The selected qsar model (Model 1) was conducted to calculate residual of the inhibition data between experimental and predicted data. Table 4 present the residual value of inhibition data, range of the difference value of experiment and predicted data is only about −0.89 until 0.69. This low residual value indicate that Model 1 is a good choice in predicted the inhibition value.

Table 4 Residual of inhibition data activity between experiment and predicted value.
No. Activity (pIC50) Residual No. Activity (pIC50) Residual
Experiment Predicted Experiment Predicted
1a −1.64 −1.56 −0.08 13b −2.25 −2.46 0.21
2b −1.73 −1.51 −0.22 14a −1.03 −1.21 0.18
3a −1.21 −1.16 −0.05 15b −1.46 −1.55 0.09
4b −0.73 −0.87 0.14 16b 0.04 −0.59 0.63
5b −1.21 −1.53 0.32 17b −1.23 −0.82 −0.41
6b −1.33 −1.50 0.17 18a 0.22 −0.47 0.69
7b −1.29 −0.85 −0.44 19b 0.06 −0.55 0.61
8b −0.17 −0.79 0.62 20b 0.30 0.38 −0.08
9b −1.73 −0.84 −0.89 21a 0.00 −0.56 0.56
10b −1.05 −0.76 −0.29 22b −0.77 −0.87 0.10
11b −1.21 −1.26 0.05 23b −1.67 −1.17 −0.50
12b −2.83 −2.72 −0.11
a test set.
b training set.

The standardized residual was also evaluated through the experimental value that is shown in Fig. 1. General rule to figure out the standardized value is that it should has the value close to zero. If the residual is less than −2, the observed data is less than the predicted data (Jalali-Heravi and Kyani, 2004). In our result, there is only one point that close to −2. However, the other values show the range between 0 and ± 1, and the spread of values is close to 0.
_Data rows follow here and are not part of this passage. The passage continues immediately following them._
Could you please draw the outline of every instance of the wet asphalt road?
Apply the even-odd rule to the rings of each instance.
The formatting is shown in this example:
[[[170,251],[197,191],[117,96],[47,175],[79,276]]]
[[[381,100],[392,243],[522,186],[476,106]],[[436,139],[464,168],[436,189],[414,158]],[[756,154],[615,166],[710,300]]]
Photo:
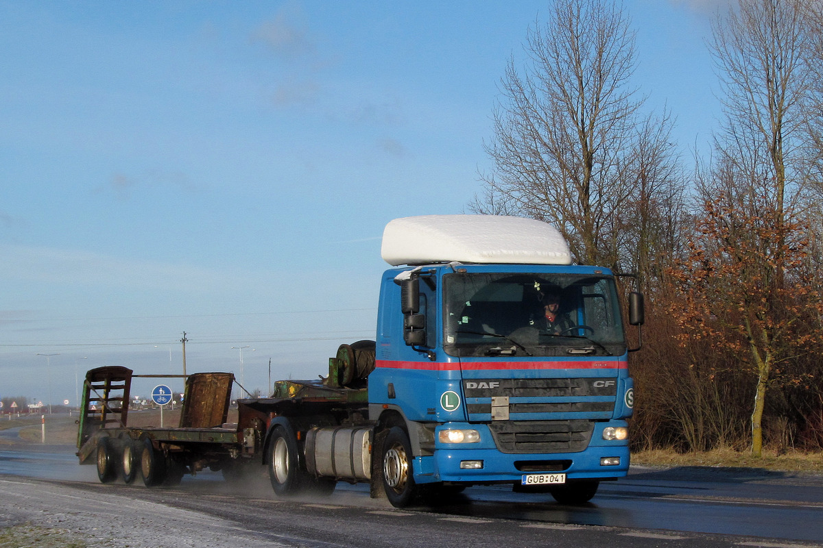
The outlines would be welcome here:
[[[0,432],[0,441],[15,435],[13,431]],[[173,504],[233,520],[244,531],[259,532],[286,546],[430,548],[431,538],[437,538],[439,546],[495,548],[571,546],[569,542],[823,546],[821,476],[695,467],[634,468],[627,478],[602,484],[592,503],[581,507],[558,504],[549,495],[473,487],[435,507],[397,510],[384,500],[370,499],[363,485],[341,484],[330,497],[296,501],[275,500],[265,478],[253,486],[231,487],[216,473],[186,477],[174,489],[104,486],[93,466],[77,465],[73,451],[67,445],[0,444],[0,477],[58,483],[91,496],[107,493]],[[417,522],[427,527],[423,538],[410,525]],[[364,523],[370,527],[364,528]],[[451,544],[444,544],[444,539]]]

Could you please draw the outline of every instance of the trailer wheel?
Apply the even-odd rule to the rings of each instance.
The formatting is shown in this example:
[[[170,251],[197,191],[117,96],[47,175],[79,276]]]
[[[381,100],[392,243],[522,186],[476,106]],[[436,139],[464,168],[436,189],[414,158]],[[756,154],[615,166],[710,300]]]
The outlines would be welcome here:
[[[597,480],[579,480],[551,487],[549,492],[561,504],[584,504],[592,500],[599,486]]]
[[[140,453],[140,475],[146,487],[159,486],[165,480],[165,457],[151,444],[151,438],[144,438]]]
[[[285,428],[276,426],[269,440],[267,462],[272,488],[280,496],[296,494],[304,482],[305,474],[300,470],[297,450],[294,436]]]
[[[383,487],[392,506],[405,508],[417,495],[412,444],[402,428],[393,426],[383,443]]]
[[[129,438],[123,440],[123,458],[121,459],[121,472],[123,481],[126,485],[131,485],[137,477],[140,468],[140,451],[134,441]]]
[[[114,441],[111,438],[100,438],[97,442],[97,477],[100,483],[111,483],[117,479],[114,453]]]

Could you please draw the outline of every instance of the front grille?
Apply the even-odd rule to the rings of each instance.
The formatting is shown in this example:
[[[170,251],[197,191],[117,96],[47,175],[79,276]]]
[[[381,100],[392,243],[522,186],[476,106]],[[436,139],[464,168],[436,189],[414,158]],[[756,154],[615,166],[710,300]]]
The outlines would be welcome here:
[[[576,453],[588,446],[594,423],[571,421],[495,421],[489,423],[503,453]]]
[[[607,420],[614,412],[617,380],[465,379],[463,387],[469,421]],[[498,408],[494,417],[492,406]]]

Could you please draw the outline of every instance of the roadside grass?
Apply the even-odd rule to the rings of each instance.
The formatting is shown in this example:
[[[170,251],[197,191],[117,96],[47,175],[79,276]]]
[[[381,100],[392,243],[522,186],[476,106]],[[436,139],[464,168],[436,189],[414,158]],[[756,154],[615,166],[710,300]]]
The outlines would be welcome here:
[[[804,453],[789,449],[780,452],[763,450],[762,457],[729,448],[704,453],[679,454],[672,449],[655,449],[633,453],[631,463],[671,468],[681,466],[702,466],[730,468],[760,468],[764,470],[823,473],[823,453]]]
[[[87,548],[84,541],[67,529],[30,523],[0,527],[0,548]]]
[[[46,416],[46,443],[75,444],[77,440],[77,415]],[[233,417],[232,417],[233,418]],[[167,426],[176,426],[179,421],[179,410],[165,412],[164,423]],[[128,424],[133,426],[160,426],[160,413],[157,411],[141,411],[130,412]],[[21,417],[11,421],[0,418],[0,430],[22,426],[20,437],[30,443],[40,443],[42,440],[42,423],[40,415]],[[2,443],[0,441],[0,443]],[[6,441],[6,443],[9,443]],[[823,452],[803,453],[789,449],[779,454],[774,450],[764,449],[763,456],[753,457],[747,452],[732,449],[718,449],[705,453],[677,453],[674,449],[655,449],[639,451],[631,455],[632,464],[658,467],[685,466],[702,466],[731,468],[760,468],[765,470],[794,472],[806,473],[823,473]],[[0,545],[0,548],[4,548]]]

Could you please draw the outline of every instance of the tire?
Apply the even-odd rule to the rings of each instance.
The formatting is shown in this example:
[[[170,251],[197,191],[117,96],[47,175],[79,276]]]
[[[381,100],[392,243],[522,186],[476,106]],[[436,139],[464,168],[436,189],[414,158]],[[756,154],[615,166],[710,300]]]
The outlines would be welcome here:
[[[126,438],[123,440],[123,458],[120,459],[120,472],[126,485],[131,485],[137,477],[140,469],[140,445]]]
[[[412,444],[399,426],[388,431],[383,443],[383,487],[394,508],[405,508],[415,500],[418,487],[414,481]]]
[[[549,492],[561,504],[584,504],[595,495],[599,486],[597,480],[579,480],[552,487]]]
[[[300,492],[306,475],[300,469],[297,440],[283,426],[275,426],[269,438],[266,462],[272,489],[278,496],[291,496]]]
[[[100,438],[97,442],[97,477],[100,483],[111,483],[117,479],[114,444],[111,438]]]
[[[146,487],[155,487],[165,481],[165,457],[154,448],[150,438],[144,438],[140,453],[140,475]]]

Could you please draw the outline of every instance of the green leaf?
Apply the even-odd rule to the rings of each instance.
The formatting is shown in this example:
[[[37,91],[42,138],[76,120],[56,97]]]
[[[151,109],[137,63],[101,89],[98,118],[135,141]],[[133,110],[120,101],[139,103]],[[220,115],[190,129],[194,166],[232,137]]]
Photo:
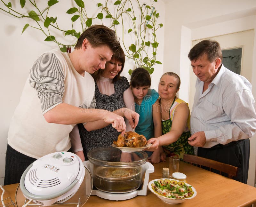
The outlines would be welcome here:
[[[145,63],[148,62],[148,58],[147,57],[145,57],[143,59],[143,60],[142,60]]]
[[[150,42],[149,41],[145,42],[145,44],[148,47],[149,47],[150,45]]]
[[[80,15],[74,15],[73,17],[71,18],[71,20],[74,22],[76,20],[77,20],[80,16]]]
[[[34,11],[32,10],[28,12],[28,16],[31,19],[36,21],[39,21],[39,17]]]
[[[73,7],[68,10],[66,13],[69,14],[74,14],[75,12],[76,12],[77,11],[78,11],[78,9],[76,7]]]
[[[97,15],[97,17],[98,18],[98,19],[100,20],[102,20],[103,19],[103,14],[102,13],[99,13],[98,14],[98,15]]]
[[[140,55],[138,53],[136,53],[133,55],[133,58],[140,58]]]
[[[114,20],[114,21],[113,22],[113,24],[116,25],[120,24],[120,23],[119,23],[119,22],[117,20]]]
[[[51,24],[51,20],[49,17],[47,17],[44,22],[44,26],[46,28],[48,28]]]
[[[120,4],[121,3],[121,1],[118,0],[118,1],[117,1],[115,3],[114,3],[114,5],[118,5],[118,4]]]
[[[28,26],[29,26],[29,25],[28,24],[26,24],[25,25],[25,26],[24,26],[24,27],[23,28],[23,29],[22,30],[22,32],[21,32],[21,34],[22,34],[22,33],[25,31],[25,30],[28,28]]]
[[[151,17],[150,17],[149,15],[146,15],[146,20],[149,20],[151,19]]]
[[[153,27],[150,24],[147,24],[147,27],[149,29],[152,29],[153,28]]]
[[[56,17],[55,18],[53,18],[52,17],[50,17],[50,20],[51,21],[52,23],[55,23],[56,22],[56,20],[57,20],[57,17]]]
[[[136,46],[134,44],[132,44],[131,46],[129,47],[129,50],[132,52],[136,52]]]
[[[21,7],[21,8],[22,9],[25,5],[26,1],[26,0],[20,0],[20,6]]]
[[[57,0],[50,0],[50,1],[48,1],[48,2],[47,3],[49,6],[51,6],[58,2],[59,2],[59,1]]]
[[[154,68],[150,68],[148,69],[148,72],[150,74],[151,74],[153,73],[153,72],[154,72]]]
[[[88,18],[85,22],[85,24],[87,27],[90,27],[92,25],[92,19],[91,18]]]
[[[81,8],[84,8],[84,3],[82,0],[74,0],[77,5]]]
[[[62,52],[67,52],[67,47],[65,45],[64,45],[62,47],[61,47],[60,49],[60,51]]]
[[[68,30],[67,30],[66,31],[66,32],[65,33],[65,34],[64,35],[64,36],[66,36],[66,35],[72,35],[75,32],[76,32],[76,30],[75,29],[72,29],[72,30],[69,29]]]
[[[74,33],[74,36],[76,37],[77,39],[79,38],[80,37],[80,36],[81,35],[81,32],[79,32],[78,33],[77,32],[75,32]]]
[[[54,36],[52,36],[52,35],[50,35],[50,36],[48,36],[44,40],[44,41],[53,41],[53,40],[55,40],[55,37]]]
[[[158,46],[158,44],[159,43],[157,43],[156,42],[155,42],[154,43],[151,43],[151,44],[152,45],[152,46],[153,46],[153,47],[154,48],[156,48]]]

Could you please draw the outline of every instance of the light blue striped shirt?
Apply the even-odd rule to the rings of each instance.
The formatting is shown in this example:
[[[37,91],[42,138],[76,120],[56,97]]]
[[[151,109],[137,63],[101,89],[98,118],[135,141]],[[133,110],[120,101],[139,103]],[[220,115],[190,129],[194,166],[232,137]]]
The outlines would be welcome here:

Graphical plot of standardized residual and experimental activity.
Fig. 1
Graphical plot of standardized residual and experimental activity.

Despite of internal and external validation explained before, Y-randomization test was performed to check the accuracy of Model 1 in prediction of inhibition activity. Table 5 shows the result of Y-randomization test for Model 1. Ten random models were resulted and then compared its R, R2, and Q2 value to the original model (Model 1). The selected qsar model would be conclude as inaccurate if there is a strong correlation from the random R2 value (R2 > 0.5). Result of Y-randomization test shows that all of random models have a weak correlation to the bioactivities, thus the Model 1 could be inferred to have a responsive in predicted the bioactivities. Applicability domain is the last validation applied to Model 1. The critical value (h*) of this model is 0.67 and the cut off is ± 3. The William plot in Fig. 2 presents that there is no outlier in the training and test set data indicating the validity of the model. The QSAR equation of Model 1 resulted from Genetic Algorithm (GA) is.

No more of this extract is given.